La reforma laboral 2026 reemplaza la indemnización clásica por un Fondo de Cese Laboral (FAL) financiado por aportes patronales periódicos, reduce la base de cálculo de la indemnización y flexibiliza reglas sobre jornada, acuerdos individuales y huelga. Según la nota que detalla la ley, el aporte obligatorio al FAL es del 1% mensual para grandes empresas y 2,5% mensual para micro, pequeñas y medianas empresas, con posibilidad de elevarse hasta 1,5% y 3% respectivamente por el Poder Ejecutivo (fuente: iProfesional, 06/03/2026). La norma aplica de inmediato, incluso a contratos iniciados antes de la reforma, y su diseño prevé que la contribución al FAL se compense con una reducción equivalente en contribuciones patronales destinadas a la seguridad social (iProfesional). En la práctica, cambia cuándo y cómo se financia el costo del despido y qué concepto se toma como base remuneratoria.

¿Qué cambia cuando te despiden?

El núcleo de la reforma es la sustitución de la indemnización al momento del despido por el cobro de lo acumulado en un Fondo de Cese Laboral (FAL). El FAL cubre no solo el despido sin causa, sino también preaviso, integración, incapacidad, fuerza mayor, quiebra, muerte, contratos a plazo fijo y muchas indemnizaciones previstas por estatutos profesionales (fuente: iProfesional, 06/03/2026). La contribución patronal es mensual: 1% para grandes empresas y 2,5% para mipymes, compensada por una reducción en otras contribuciones a la ANSES según la misma fuente. Además, la base de cálculo indemnizatoria se reduce: se toma solo el sueldo básico y conceptos habituales, excluyéndose aguinaldo (SAC), vacaciones y bonos variables (iProfesional). En la práctica esto puede reducir el monto efectivo que recibe un trabajador despedido y adelanta el financiamiento del costo del despido, alterando la lógica de responsabilidad empresarial en el momento de la extinción del vínculo.

¿Cómo impacta esto en el mercado laboral argentino?

El cambio tiene efectos sobre la seguridad y la distribución. Al reducir el costo contingente del despido para el empleador —porque la contribución se paga mes a mes y, según la ley, se compensa con menores aportes previsionales— se debilita la desincentivación del despido que existía en el régimen previo. La norma también habilita la extensión de la jornada hasta 12 horas por día, frente a la jornada máxima histórica de 8 horas establecida en la Ley de Contrato de Trabajo N° 20.744 (fuente: LCT; reforma indicada en iProfesional). La posibilidad de acuerdos individuales que modifiquen salario o jornada y la limitación de sanciones por empleo no registrado (según se informa, se eliminan multas agravadas por trabajo informal) aumentan la presión sobre los salarios reales y la estabilidad laboral (iProfesional). Desde nuestra lente, esto redistribuye riesgo e ingresos desde los trabajadores hacia los empleadores y, potencialmente, hacia el sistema previsional si los fondos se administran sin salvaguardas claras.

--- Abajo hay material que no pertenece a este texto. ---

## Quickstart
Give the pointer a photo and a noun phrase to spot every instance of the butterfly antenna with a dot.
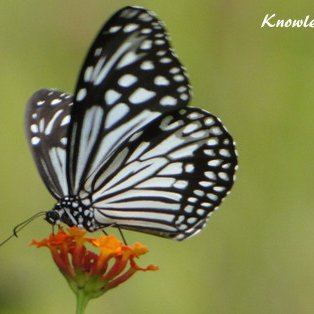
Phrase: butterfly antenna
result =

Qué exigimos y qué alternativas proponemos

No estamos en contra de mecanismos que modernicen la seguridad jurídica, pero exigimos condiciones mínimas: 1) que la contribución al FAL no sea a costo cero para las empresas mediante una reducción compensatoria en la seguridad social; 2) que la recomposición salarial se integre al salario básico y no se sustituya por sumas no remunerativas; 3) que se preserven las indemnizaciones agravadas por empleo no registrado (leyes 24.013 y 25.323) como desincentivo a la informalidad (según el texto referido por iProfesional, esas agravantes se eliminan); 4) que los fondos sean administrados con control tripartito y prohibición expresa de destinarlos a cubrir obligaciones previsionales corrientes sin consentimiento de los trabajadores. Exigimos además cláusulas sectoriales de salvaguarda para empleo intensivo en mano de obra y medidas de acompañamiento para la igualdad de género: la pérdida de estabilidad laboral y la extensión de jornadas afectan de modo desproporcionado a mujeres con carga de cuidados. Si la ley se implementa sin esas correcciones, estaremos ante una reforma que precariza trabajo y erosiona demanda interna —y por lo tanto, empleo— en lugar de construir productividad sostenible.